This is the mail archive of the
libc-alpha@sourceware.org
mailing list for the glibc project.
Re: [patch] Refactor wordexp-test
- From: "Carlos O'Donell" <carlos at redhat dot com>
- To: Paul Pluzhnikov <ppluzhnikov at gmail dot com>, GLIBC Devel <libc-alpha at sourceware dot org>
- Date: Sun, 08 Mar 2015 15:03:14 -0400
- Subject: Re: [patch] Refactor wordexp-test
- Authentication-results: sourceware.org; auth=none
- References: <CALoOobPa9ZqLJ=YaG3PJ10py51G+juH_QED6xmcfDhMNKACkHw at mail dot gmail dot com>
On 03/06/2015 08:06 PM, Paul Pluzhnikov wrote:
> Greetings,
>
> This patch modifies wordexp-test.c such that words always ends at the
> edge of unreadable page.
>
> This makes it easy to catch overflows, such as BZ #18043 (and BZ #18042).
>
> Tested: reverted fix for BZ #18043 in wordexp.c and verified that the
> test for it fails with expected SIGSEGV.
>
>
> Thanks,
>
> 2015-03-06 Paul Pluzhnikov <ppluzhnikov@google.com>
>
> * posix/wordexp-test.c (test_case): Add test for BZ #18043
> (do_bz18043): Delete.
> (at_page_end): New.
> (testit): Refactor to have words at the edge of unreadable page.
Amazing.
OK to commit if you fix the nit e.g. use PTR_ALIGN_DOWN or ALIGN_DOWN
to avoid the bespoke alignment code.
> -- Paul Pluzhnikov
>
>
> glibc-20150306-bz18043-refactor.patch.txt
>
>
> diff --git a/posix/wordexp-test.c b/posix/wordexp-test.c
> index 137044e..b71352d 100644
> --- a/posix/wordexp-test.c
> +++ b/posix/wordexp-test.c
> @@ -233,6 +233,8 @@ struct test_case_struct
> { WRDE_CMDSUB, NULL, "$((1+`echo 1`))", WRDE_NOCMD, 0, { NULL, }, IFS },
> { WRDE_CMDSUB, NULL, "$((1+$((`echo 1`))))", WRDE_NOCMD, 0, { NULL, }, IFS },
>
> + { WRDE_SYNTAX, NULL, "${", 0, 0, { NULL, }, IFS }, /* BZ 18043 */
> +
OK.
> { -1, NULL, NULL, 0, 0, { NULL, }, IFS },
> };
>
> @@ -250,33 +252,6 @@ command_line_test (const char *words)
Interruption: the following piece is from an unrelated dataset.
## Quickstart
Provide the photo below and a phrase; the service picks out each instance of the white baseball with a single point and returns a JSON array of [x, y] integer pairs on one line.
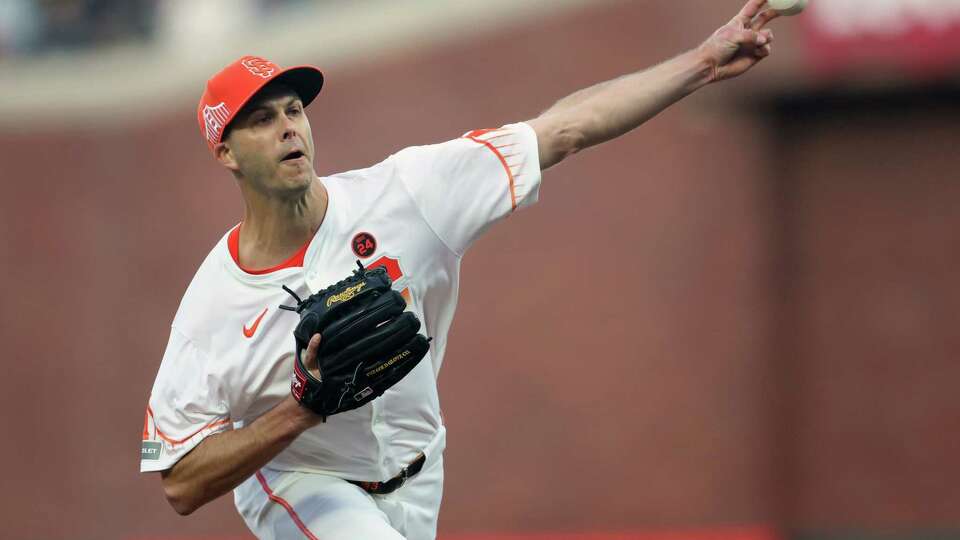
[[787, 7]]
> printf ("we_wordv[%d] = \"%s\"\n", i, we.we_wordv[i]);
> }
>
> -static int
> -do_bz18043 (void)
> -{
> - const int pagesize = getpagesize ();
> - char *start = mmap (0, 2 * pagesize, PROT_READ|PROT_WRITE,
> - MAP_PRIVATE|MAP_ANONYMOUS, -1, 0);
> -
> - if (start == MAP_FAILED)
> - return 1;
> -
> - if (mprotect (start + pagesize, pagesize, PROT_NONE))
> - return 2;
> -
> - const char word[] = "${";
> - char *word_start = start + pagesize - sizeof (word);
> - memcpy (word_start, word, sizeof (word));
> -
> - wordexp_t w;
> - if (wordexp (word_start, &w, 0) != WRDE_SYNTAX)
> - return 3;
> -
> - if (munmap (start, 2 * pagesize) != 0)
> - return 4;
> -
> - return 0;
> -}
> -
> int
> main (int argc, char *argv[])
> {
> @@ -398,12 +373,32 @@ main (int argc, char *argv[])
>
> printf ("tests failed: %d\n", fail);
>
> - if (do_bz18043 ())
> - ++fail;
> -
> return fail != 0;
> }
>
> +static const char *
> +at_page_end (const char *words)
> +{
> + const int pagesize = getpagesize ();
> + char *start = mmap (0, 2 * pagesize, PROT_READ|PROT_WRITE,
> + MAP_PRIVATE|MAP_ANONYMOUS, -1, 0);
> +
> + if (start == MAP_FAILED)
> + return start;
> +
> + if (mprotect (start + pagesize, pagesize, PROT_NONE))
> + {
> + munmap (start, 2 * pagesize);
> + return MAP_FAILED;
> + }
> +
> + /* Includes terminating NUL. */
> + const size_t words_size = strlen (words) + 1;
> + char *words_start = start + pagesize - words_size;
> + memcpy (words_start, words, words_size);
> +
> + return words_start;
> +}
OK.
>
> static int
> testit (struct test_case_struct *tc)
> @@ -431,6 +426,8 @@ testit (struct test_case_struct *tc)
> we = sav_we;
>
> printf ("Test %d (%s): ", ++tests, tc->words);
> + fflush (NULL);
OK. Good idea to flush before we potentially crash.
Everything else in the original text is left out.